Kaveh was the one to come up with the idea of creating a children’s book. Knowing Silvera’s passion for art, Kaveh decided to ask her to be the illustrator for “African Life”.
“Originally [the book was] just for fun. Also, I had written a picture book for my younger cousins, that I gave to them, which made me decide to start writing this one,” Kaveh said.
Kaveh drew inspiration from her love of the island of Madagascar, and looked to resources like her public library and her parents for help.
“As far as writing, I wrote it and then I talked to my mom and the public library near me, the Belvedere Tiburon Library. I got their feedback on how to make a picture book, and how to make it kid friendly,” Kaveh said.
Silvera worked with the text that Kaveh produced and created sketches for each page, using colored pencils and markers for color. Once she was done, she would scan the image and edit the image on photoshop to make it ready for print.
Silvera also looked for resources to help make the book more appealing to children.
“To help me with the illustrations, I checked out some cartoon books because I really wanted it to be kid friendly. That’s why I made the illustrations much more cartoony,” Silvera said.
On July 3, the book was finally published and became available for purchase on a self-publishing website called Lulu.com. With a price set at $24.99, their book has sold a total of four copies so far.

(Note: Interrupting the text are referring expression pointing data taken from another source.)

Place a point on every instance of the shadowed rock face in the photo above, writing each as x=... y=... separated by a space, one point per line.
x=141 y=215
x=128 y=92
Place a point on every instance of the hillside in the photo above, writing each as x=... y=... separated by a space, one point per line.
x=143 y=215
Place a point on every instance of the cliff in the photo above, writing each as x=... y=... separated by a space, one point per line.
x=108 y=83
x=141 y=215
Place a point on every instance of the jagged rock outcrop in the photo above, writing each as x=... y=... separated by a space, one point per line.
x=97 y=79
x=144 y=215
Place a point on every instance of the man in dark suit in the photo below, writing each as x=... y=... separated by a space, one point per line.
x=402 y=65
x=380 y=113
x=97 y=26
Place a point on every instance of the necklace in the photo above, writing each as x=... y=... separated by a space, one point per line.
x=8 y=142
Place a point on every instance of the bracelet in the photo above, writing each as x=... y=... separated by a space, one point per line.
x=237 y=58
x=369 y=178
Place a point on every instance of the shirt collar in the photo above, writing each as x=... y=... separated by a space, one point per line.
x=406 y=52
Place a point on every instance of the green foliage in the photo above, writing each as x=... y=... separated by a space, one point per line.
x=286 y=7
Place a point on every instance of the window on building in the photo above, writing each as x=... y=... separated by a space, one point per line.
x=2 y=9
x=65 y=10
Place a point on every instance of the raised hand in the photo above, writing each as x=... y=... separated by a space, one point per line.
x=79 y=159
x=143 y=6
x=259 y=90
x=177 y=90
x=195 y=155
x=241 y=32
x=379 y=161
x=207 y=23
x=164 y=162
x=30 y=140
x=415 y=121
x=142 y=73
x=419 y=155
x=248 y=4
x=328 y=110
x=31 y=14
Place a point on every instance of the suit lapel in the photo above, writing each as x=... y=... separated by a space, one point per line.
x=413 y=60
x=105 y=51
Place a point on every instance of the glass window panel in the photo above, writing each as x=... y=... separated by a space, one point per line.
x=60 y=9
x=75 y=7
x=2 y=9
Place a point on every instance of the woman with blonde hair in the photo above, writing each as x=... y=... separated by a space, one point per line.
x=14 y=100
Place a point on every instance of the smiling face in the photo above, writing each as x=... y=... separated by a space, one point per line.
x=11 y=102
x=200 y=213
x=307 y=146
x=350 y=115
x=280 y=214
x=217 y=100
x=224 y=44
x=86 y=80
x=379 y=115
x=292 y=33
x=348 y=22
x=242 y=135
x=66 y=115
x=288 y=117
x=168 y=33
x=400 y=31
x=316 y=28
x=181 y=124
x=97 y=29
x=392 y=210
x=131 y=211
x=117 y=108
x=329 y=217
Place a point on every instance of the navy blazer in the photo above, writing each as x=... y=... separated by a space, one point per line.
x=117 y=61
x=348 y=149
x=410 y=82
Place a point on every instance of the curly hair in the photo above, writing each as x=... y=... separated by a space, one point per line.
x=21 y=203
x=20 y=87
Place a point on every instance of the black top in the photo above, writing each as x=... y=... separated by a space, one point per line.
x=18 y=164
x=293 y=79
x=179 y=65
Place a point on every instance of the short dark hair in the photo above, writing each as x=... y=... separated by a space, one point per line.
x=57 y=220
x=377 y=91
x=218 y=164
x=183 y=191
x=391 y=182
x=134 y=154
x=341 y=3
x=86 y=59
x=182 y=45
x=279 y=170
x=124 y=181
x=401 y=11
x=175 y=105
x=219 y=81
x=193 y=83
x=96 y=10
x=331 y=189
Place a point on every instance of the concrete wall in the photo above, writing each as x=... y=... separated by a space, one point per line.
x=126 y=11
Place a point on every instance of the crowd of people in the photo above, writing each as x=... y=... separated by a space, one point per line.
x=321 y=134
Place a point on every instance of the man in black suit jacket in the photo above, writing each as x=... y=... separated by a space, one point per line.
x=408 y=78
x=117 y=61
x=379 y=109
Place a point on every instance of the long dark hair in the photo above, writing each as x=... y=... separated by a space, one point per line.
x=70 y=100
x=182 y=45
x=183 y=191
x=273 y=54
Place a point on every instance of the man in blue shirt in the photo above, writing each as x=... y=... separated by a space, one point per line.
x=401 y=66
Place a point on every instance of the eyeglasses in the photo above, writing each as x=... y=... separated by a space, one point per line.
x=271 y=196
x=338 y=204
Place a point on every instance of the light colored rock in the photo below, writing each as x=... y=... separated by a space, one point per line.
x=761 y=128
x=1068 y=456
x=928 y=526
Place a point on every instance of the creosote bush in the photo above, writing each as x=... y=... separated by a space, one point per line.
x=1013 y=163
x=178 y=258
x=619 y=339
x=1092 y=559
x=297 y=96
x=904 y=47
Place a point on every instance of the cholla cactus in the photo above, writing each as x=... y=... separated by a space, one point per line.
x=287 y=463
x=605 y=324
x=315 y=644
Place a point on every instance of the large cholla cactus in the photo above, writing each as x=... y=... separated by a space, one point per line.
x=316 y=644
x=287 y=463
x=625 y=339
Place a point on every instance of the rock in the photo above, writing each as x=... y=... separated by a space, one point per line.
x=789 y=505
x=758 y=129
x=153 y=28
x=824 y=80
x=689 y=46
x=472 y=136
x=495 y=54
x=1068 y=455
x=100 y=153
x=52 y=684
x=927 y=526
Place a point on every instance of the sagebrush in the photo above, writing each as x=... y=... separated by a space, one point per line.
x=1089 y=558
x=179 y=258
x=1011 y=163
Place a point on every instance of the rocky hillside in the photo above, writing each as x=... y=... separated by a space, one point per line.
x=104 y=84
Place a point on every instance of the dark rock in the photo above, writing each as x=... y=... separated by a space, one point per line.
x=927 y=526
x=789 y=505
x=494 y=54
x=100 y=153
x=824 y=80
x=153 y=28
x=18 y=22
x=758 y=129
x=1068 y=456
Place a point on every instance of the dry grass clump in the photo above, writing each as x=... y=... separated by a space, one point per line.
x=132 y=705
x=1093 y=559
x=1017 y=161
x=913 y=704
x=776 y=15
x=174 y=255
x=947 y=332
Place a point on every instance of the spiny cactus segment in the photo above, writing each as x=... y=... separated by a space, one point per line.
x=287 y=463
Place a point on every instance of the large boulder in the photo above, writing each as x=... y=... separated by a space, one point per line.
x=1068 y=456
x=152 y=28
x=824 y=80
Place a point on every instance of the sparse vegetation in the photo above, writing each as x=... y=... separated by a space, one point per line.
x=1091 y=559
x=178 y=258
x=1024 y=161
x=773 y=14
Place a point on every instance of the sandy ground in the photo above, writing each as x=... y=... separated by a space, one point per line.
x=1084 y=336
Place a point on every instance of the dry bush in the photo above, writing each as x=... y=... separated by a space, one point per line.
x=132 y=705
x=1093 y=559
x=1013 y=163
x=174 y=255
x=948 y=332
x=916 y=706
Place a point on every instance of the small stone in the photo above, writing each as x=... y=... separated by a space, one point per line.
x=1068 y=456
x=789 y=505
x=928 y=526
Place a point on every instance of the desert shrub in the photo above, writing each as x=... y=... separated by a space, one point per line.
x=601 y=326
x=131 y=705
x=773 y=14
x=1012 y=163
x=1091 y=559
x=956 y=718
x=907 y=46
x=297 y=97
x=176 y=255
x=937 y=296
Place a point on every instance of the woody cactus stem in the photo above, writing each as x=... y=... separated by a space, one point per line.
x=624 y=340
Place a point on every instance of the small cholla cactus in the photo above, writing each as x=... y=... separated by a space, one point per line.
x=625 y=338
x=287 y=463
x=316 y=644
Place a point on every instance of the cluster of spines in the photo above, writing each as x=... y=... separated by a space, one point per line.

Both Kaveh and Silvera see themselves using their creative skills again in the future. Although Kaveh likes to write, she sees it as a future hobby rather than an occupation, and Silvera wishes to use her creativity to market for STEM fields (occupations in science, technology, engineering and mathematics).
“STEM fields are actually demanding artists to market their products. I plan on either being a graphic designer for those companies or something else,” Silvera said.
Becoming published was a memorable moment for both girls, who are happy with the book’s reception.
“I’m able to finally share my work with people. I’m receiving positive feedback from people and some profit as well. It shows that the hard work really paid off,” Silvera said.